REPUBLIKA.CO.ID, JAKARTA -- Bank Dunia merevisi naik proyeksi pertumbuhan ekonomi Indonesia 2024. Berdasarkan proyeksi terbaru Bank Dunia, ekonomi RI tahun ini bisa tumbuh 5 persen dibandingkan proyeksi sebelumnya yang sebesar 4,9 persen.
"Ke depannya, perekonomian diperkirakan memperoleh manfaat dari peningkatan konsumsi masyarakat dan investasi, namun akan menghadapi hambatan, terutama dari memburuknya kondisi perdagangan," kata ekonom senior di Bank Dunia Wael Mansour terkait Laporan Prospek Perekonomian Indonesia edisi Juni 2024 kepada media di Jakarta, Senin (24/6/20240.
Bank Dunia juga merevisi naik pertumbuhan ekonomi Indonesia pada 2025 menjadi 5,1 persen dari perkiraan sebelumnya 4,9 persen, dan pada 2026 menjadi 5,1 persen dari proyeksi sebelumnya 5 persen.
Oleh karena itu, dalam laporan terbarunya tersebut, Bank Dunia memproyeksikan pertumbuhan ekonomi atau produk domestik bruto (PDB) Indonesia rata-rata mencapai 5,1 persen selama periode 2024-2026, didukung oleh peningkatan konsumsi masyarakat.

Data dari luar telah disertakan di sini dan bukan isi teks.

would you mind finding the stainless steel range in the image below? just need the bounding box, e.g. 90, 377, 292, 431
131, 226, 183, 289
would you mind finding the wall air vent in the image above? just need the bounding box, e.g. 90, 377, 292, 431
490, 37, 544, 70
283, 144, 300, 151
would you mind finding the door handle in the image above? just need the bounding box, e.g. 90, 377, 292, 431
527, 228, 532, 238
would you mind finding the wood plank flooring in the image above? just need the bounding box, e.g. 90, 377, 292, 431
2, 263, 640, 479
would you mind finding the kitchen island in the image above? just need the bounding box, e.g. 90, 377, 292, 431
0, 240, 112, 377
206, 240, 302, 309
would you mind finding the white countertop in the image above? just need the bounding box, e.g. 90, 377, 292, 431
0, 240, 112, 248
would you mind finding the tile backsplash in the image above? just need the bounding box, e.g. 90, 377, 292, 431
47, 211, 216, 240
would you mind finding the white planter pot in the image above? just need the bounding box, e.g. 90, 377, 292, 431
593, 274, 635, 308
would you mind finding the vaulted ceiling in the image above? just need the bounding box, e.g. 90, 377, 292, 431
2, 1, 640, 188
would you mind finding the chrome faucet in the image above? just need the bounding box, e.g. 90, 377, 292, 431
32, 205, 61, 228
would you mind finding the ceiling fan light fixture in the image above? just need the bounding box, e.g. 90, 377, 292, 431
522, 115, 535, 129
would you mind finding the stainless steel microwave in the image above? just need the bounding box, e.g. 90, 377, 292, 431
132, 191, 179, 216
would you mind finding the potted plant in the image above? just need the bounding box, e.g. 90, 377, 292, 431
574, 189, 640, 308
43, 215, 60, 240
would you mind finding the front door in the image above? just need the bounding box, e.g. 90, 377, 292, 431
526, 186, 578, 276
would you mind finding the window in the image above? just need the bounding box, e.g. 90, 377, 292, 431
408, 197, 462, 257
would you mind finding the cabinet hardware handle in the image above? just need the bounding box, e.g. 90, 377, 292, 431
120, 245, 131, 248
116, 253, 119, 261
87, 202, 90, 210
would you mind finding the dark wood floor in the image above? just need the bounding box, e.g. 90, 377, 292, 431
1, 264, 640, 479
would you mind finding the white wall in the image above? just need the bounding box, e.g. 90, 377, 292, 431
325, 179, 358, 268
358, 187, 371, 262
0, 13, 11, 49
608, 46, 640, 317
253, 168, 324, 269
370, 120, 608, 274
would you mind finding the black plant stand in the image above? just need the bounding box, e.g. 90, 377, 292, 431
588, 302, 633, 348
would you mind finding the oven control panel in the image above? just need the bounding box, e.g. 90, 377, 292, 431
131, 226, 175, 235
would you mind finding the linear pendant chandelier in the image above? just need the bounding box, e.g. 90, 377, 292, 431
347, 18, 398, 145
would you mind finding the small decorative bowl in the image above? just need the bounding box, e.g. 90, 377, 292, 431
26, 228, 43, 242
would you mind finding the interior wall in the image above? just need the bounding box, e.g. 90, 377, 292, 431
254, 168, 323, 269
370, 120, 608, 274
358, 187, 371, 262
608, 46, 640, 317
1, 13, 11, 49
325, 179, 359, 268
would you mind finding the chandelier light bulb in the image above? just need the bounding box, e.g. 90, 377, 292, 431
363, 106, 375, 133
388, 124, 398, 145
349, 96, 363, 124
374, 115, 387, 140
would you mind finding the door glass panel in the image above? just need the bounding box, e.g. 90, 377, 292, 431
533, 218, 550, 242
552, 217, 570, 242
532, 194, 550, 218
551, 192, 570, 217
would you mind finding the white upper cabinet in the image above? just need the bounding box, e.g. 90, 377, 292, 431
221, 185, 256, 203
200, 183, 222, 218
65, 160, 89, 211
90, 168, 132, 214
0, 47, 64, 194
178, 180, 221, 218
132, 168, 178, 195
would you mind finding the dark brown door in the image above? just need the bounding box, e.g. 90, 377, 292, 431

Wael menuturkan konsumsi akan terus mendorong pertumbuhan, didukung oleh peningkatan konsumsi masyarakat seiring dengan diberlakukannya program belanja sosial baru dari pemerintahan mendatang. Dengan meningkatnya belanja sosial dan investasi publik, defisit fiskal diperkirakan akan lebih tinggi namun tetap dalam batas 3 persen.
"Posisi eksternal diperkirakan akan tetap penuh tantangan karena lambatnya pemulihan tekanan perdagangan dan pembiayaan global," ujarnya.
Selain itu, defisit transaksi berjalan diproyeksikan melebar secara bertahap dan mencapai 1,6 persen PDB pada 2026, karena harga komoditas yang lebih rendah dan ketidakpastian global menghambat ekspor.
Prospek tersebut mempunyai beberapa risiko penurunan. Suku bunga yang tinggi dapat membebani biaya pinjaman dan memperketat akses terhadap pembiayaan eksternal, sehingga meningkatkan biaya pembayaran utang pemerintah.
Guncangan eksternal seperti potensi peningkatan konflik bersenjata atau ketidakpastian geopolitik dapat mengakibatkan penurunan nilai tukar perdagangan yang lebih tajam dari perkiraan. Hal ini mengakibatkan penurunan pendapatan dan posisi fiskal yang lebih ketat.
"Sikap fiskal semakin longgar seiring dengan meningkatnya belanja sosial dan berkurangnya rejeki nomplok komoditas, sementara peningkatan pembayaran utang dapat berdampak pada belanja pembangunan prioritas," tuturnya.